The claimant testified that he began driving a garbage truck for the self-insured employer in September 2000 and that in so doing, he had to turn his head to the right to look behind him and view the movements of the truck’s side loader while operating switches on the sideloader control box with his right hand; that in ______ he began having right wrist pain; that his wrist began to hurt “all the time” because he was moving it throughout his 12-hour shifts to operate the side loader controls; and that it hurt more by the end of his shifts. He further stated that, apparently in ______, he told his supervisors about this pain and the problems he was having operating the side loader switches and they responded by relocating the control box so that it would better fit his hand, and by giving him a wrist splint; that these measures did not alleviate the pain; and that by (date 2), his pain was “a lot worse” and he reported it that day to supervisor (Mr. G).
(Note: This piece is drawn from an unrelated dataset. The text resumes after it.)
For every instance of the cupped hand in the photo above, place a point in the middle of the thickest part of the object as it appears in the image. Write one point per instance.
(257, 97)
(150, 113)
The claimant further testified that he was first treated for this injury on August 16, 2001, the date his treating doctor took him off work, and there was evidence that his employment was terminated on August 17, 2000, for absenteeism. The claimant also stated that he is 6’4″ and a large man and that his right arm and neck movements were hampered by his tight fit inside the truck cab.
The claimant has obviously not appealed the findings that his duties as a senior sideloader operator were sufficiently repetitive and traumatic to cause injury to at least his right wrist, elbow and forearm; that he sustained damage or harm to the physical structure of his body in the form of a repetitive trauma occupational disease while in the course and scope of his employment; and that, as a result of the claimed injury, the claimant has been unable to obtain and retain employment at wages equivalent to his preinjury wage from August 16, 2001, through the date of the hearing. These findings have become final by operation of law. Section 410.169. The claimant’s appeal, while not specifically identifying the findings that are appealed, does appear to take issue with the sufficiency of the evidence to support those findings relating to the issues of date of injury and timely notice. We note that the hearing officer, after finding that the claimant’s notice of injury was untimely, failed to make any findings concerning the existence of good cause for the untimely notice.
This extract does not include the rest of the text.